Abstract: In 1961, Minsky, one of the founders of AI, perceived a fundamental flaw within the burgeoning field of artificial neural networks. He doubted that such a nonlinear system could be effectively trained using gradient methods, because unless the “structure of the search space is special, the optimization may do more harm than good.” Fast forward to today, and we observe deep neural networks — far more complex than those envisioned at the field's inception — being successfully trained with methods akin to gradient descent.
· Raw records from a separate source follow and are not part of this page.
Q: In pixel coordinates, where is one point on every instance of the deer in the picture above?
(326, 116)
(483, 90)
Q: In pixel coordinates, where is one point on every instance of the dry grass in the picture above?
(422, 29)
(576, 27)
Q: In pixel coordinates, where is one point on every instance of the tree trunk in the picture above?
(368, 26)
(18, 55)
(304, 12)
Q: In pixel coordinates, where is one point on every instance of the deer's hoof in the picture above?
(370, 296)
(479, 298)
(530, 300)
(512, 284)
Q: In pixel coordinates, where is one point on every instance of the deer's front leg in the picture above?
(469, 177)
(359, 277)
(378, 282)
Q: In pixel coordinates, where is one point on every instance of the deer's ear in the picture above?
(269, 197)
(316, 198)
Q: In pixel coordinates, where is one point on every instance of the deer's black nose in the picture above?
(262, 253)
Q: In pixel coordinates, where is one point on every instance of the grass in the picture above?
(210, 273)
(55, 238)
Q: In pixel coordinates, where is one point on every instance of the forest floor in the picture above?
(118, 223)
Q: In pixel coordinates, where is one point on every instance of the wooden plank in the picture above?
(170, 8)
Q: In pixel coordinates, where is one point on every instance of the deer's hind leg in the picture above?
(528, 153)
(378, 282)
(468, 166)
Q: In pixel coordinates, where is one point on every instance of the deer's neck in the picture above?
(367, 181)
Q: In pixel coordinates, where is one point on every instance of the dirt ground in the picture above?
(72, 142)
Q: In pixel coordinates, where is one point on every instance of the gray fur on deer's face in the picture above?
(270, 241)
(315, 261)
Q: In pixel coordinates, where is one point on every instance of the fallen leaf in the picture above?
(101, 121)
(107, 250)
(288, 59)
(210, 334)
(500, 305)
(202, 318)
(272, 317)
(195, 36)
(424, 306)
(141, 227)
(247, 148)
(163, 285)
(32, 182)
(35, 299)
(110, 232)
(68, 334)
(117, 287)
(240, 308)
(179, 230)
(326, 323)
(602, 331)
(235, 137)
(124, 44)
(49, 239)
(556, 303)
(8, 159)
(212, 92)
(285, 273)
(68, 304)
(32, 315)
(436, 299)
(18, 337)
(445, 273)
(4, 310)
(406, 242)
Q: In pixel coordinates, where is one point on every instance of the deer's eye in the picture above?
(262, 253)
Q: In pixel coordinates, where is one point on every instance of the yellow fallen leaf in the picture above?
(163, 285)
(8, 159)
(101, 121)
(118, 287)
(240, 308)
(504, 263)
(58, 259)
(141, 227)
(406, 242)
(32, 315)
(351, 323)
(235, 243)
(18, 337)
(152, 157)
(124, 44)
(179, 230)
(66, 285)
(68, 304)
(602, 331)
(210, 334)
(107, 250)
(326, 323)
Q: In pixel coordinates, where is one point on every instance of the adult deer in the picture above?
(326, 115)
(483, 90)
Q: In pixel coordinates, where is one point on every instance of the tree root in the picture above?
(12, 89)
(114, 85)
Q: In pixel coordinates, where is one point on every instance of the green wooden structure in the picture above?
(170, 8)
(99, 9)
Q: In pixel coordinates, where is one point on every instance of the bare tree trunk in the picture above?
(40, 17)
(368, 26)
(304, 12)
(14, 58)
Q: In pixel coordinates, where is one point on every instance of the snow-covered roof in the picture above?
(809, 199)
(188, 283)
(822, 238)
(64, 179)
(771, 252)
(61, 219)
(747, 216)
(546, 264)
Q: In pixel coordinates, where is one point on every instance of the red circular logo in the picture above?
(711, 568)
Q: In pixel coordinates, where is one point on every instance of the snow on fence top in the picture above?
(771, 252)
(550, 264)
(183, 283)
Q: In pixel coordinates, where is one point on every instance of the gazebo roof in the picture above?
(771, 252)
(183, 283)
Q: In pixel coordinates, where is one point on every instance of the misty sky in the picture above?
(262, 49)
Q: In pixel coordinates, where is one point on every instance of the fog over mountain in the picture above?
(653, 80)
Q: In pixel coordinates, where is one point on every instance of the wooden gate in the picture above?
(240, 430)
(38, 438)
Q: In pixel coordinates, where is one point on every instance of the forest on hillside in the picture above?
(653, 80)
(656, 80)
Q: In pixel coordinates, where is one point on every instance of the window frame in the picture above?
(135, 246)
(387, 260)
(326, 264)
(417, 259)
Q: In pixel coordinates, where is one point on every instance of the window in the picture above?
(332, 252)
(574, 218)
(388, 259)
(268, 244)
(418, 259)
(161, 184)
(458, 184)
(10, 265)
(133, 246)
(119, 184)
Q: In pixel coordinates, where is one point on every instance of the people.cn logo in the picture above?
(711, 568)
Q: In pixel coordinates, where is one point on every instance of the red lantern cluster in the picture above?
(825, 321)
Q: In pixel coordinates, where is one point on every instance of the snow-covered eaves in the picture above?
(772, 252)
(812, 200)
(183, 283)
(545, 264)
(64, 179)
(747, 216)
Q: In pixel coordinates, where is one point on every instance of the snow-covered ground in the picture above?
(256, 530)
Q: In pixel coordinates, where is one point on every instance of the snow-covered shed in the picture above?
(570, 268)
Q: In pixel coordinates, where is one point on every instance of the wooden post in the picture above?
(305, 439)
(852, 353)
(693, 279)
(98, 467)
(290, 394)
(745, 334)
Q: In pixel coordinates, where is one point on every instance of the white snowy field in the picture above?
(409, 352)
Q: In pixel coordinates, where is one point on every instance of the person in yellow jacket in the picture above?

It has, indeed, become evident that the objective function displays a highly benign structure that we are only starting to comprehend. In this lecture, I aim to summarize our current understanding of this enigmatic optimization process. I will discuss several themes, including intrinsic dimensionality, the optimization landscape, and implicit regularization, all within the context of deep networks and large language models. Speaker Bio: Jorge Nocedal is the Walter P. Murphy Professor of Industrial Engineering and Management Sciences and (by courtesy) Engineering Sciences and Applied Mathematics at Northwestern University. Nocedal is also the Director of the Center for Optimization and Statistical Learning. Nocedal's main area of research is optimization, with applications in machine learning, engineering design, and the physical sciences. Research activities range from the design of new algorithms, to their software implementation and mathematical analysis. Areas of emphasis include large scale problems (with millions of variables), optimization under uncertainty, and parallel computing.
Thomas P Wytock
Recorded on 10/11/2024
Title: Cell reprogramming and bacterial memory predicted by mathematical modeling and transfer learning
Abstract: Determining how molecular changes propagate to affect the whole cell is a fundamental goal in systems biology. The challenge inherent to this pursuit is the number and diversity of molecular entities that give rise to cell behavior. In this talk, I will show how nonlinear dynamics and machine learning uncover unexpected behaviors in recent studies concerning irreversibility in bacterial regulatory networks [1] and cell reprogramming [2]. In the first study, Boolean networks reveal that the same DNA sequence can counterintuitively encode multiple behaviors through information stored in the state of the gene regulatory network. In the second study, a machine learning model provides an effective representation of the regulatory interactions between genes and cell phenotypes. We use this model to identify gene perturbations that can reprogram cells to different phenotypes. Both contributions demonstrate how the abundance of biological data provides opportunities for mathematical modeling to derive unexpected insights. Speaker Bio: Thomas P. Wytock is a postdoctoral researcher in the Motter Group at Northwestern University, where he focuses on the modeling of genetic networks.